C’è poi la forca caudina dell’oro olimpico, che sembra una grande discriminante per un’ammissione di un nuotatore non americano all’arca della gloria. C’è chi l’ha superata come Franziska van Almsick, dieci medaglie ai Giochi e nessun oro (ma nome troppo importante per non essere nella lista), c’è chi invece non ce l’ha ancora fatta, come Michael Klim, oro in staffetta ed ai Mondiali, ma solo podio individuale.

Va da sé che Alessia Filippi, campionessa del mondo a Roma 2009 ed argento olimpico a Pechino 2008, così come Stefano Battistelli, plurimedagliato e precursore del nuoto poliedrico, potrebbero non farcela mai. Però nella Hall of Fame c’è Anita Hall, argento nei 100 rana a Barcellona 1992.

Nello stesso discorso potrebbe rientrare anche Filippo Magnini, che per ora è troppo fresco di ritiro per essere già tra gli indotti. Il pesarese potrebbe soppesare la mancanza dell’oro olimpico con i due titoli mondiali nella Gara Regina, come avevano fatto prima di lui solo Popov (3) e Biondi.

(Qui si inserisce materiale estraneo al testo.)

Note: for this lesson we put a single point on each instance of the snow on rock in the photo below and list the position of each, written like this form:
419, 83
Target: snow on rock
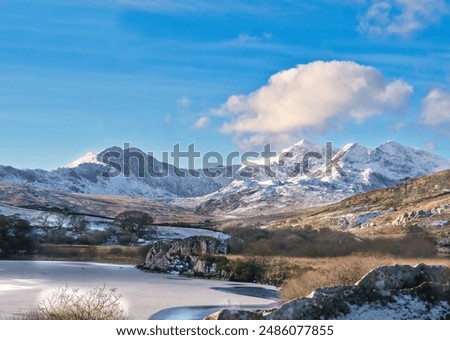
191, 256
297, 177
90, 157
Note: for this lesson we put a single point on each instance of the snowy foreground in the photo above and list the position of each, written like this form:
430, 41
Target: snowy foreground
24, 283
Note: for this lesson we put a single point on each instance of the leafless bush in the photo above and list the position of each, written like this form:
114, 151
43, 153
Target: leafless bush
99, 303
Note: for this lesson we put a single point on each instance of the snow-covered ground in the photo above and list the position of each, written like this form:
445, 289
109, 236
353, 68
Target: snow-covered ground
97, 223
24, 283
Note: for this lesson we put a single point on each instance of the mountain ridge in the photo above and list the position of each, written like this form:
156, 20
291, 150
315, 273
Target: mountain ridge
299, 176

La stessa impresa di Magnini è stata poi compiuta da altri due atleti, James Magnussen, australiano a cui manca l’oro ai Giochi, e Caeleb Dressel.

Ma se per quest’ultimo, ancora in attività e già oro a Rio in staffetta (e papabile vincitore a Tokyo), l’induzione sembra una formalità, non è detto che l’australiano, che ai Giochi si è fermato all’argento, riesca a farcela.

Sembra quindi che l’oro olimpico possa aprire le porte della Hall of Fame più facilmente di qualsiasi altra cosa.

Da questo punto di vista, non è in discussione la presenza futura di Federica Pellegrini, semplicemente la più forte di sempre nei 200 stile libero, né probabilmente quella di Gregorio Paltrinieri, che nei 1500 ha segnato un’intera generazione (e deve ancora concludere la carriera).

E quindi, se vi chiedo cosa manca a Gabriele Detti e Simona Quadarella per accedere alla ISHOF, che mi dite?